[pmwiki-users] Large wiki's

Patrick R. Michaud pmichaud at pobox.com
Fri Sep 23 13:33:21 CDT 2005


On Fri, Sep 23, 2005 at 06:49:36PM +0200, bram wrote:
> Patrick R. Michaud wrote:
> >On Fri, Sep 23, 2005 at 10:43:37AM +0200, bram wrote:
> >>I created a 8500 file wiki for fun and testing. [...] creating the
> >>.linkindex file from scratch is a problem. The host I run the site on (and
> >>my test-machine) has a time out of 30 seconds. I disabled the linkindex,
> >>however no backlinks ( pagelist link={$FullName}) are to slow.
> >
> >However, I think I'm going to address this problem by setting a time
> >limit on .linkindex, say, 10-15 seconds (controlled by a config
> >variable, of course).  

Attached a version of scripts/pagelist.php that implements the
linkindex time limit that I'm planning for the core...could you 
(and others) give it a try and see if it works?  

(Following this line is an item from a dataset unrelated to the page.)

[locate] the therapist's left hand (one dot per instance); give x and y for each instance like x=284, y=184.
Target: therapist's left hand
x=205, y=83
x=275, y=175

Essentially this version tells PmWiki to not spend more than 
ten seconds adding new information to the .linkindex.  So, this
helps to avoid the overall page timeout, and builds the .linkindex
in smaller increments.  Each incremental update to .linkindex 
reduces the work of subsequent searches (and updates), so eventually
it is completely built and searches should be quick.

I wasn't able to do a true test on pmwiki.org, because my host
appears to be fast enough to generate the entire .linkindex in
less than 0.5 seconds (on 2,700 pages!).  But my simulated tests
all seem to indicate it will work.

So, to try the attached version of pagelist.php, copy it over the
existing scripts/pagelist.php file, and remove any wiki.d/.linkindex
file that exists.  Then try generating a backlink request of some
sort.  This first request will still be slow, but PmWiki will spend 
a few seconds adding things to .linkindex.  Check to see that .linkindex
exists, and then try running the backlink request again.  This second
request should be a bit faster, and .linkindex will be updated with
even more information.  Eventually PmWiki will reach a point where
.linkindex is completely updated, and backlink searches will come
primarily from the index.

Let me know how it works out!

Pm
-------------- next part --------------
<?php if (!defined('PmWiki')) exit();
/*  Copyright 2004-2005 Patrick R. Michaud (pmichaud at pobox.com)
    This file is part of PmWiki; you can redistribute it and/or modify
    it under the terms of the GNU General Public License as published
    by the Free Software Foundation; either version 2 of the License, or
    (at your option) any later version.  See pmwiki.php for full details.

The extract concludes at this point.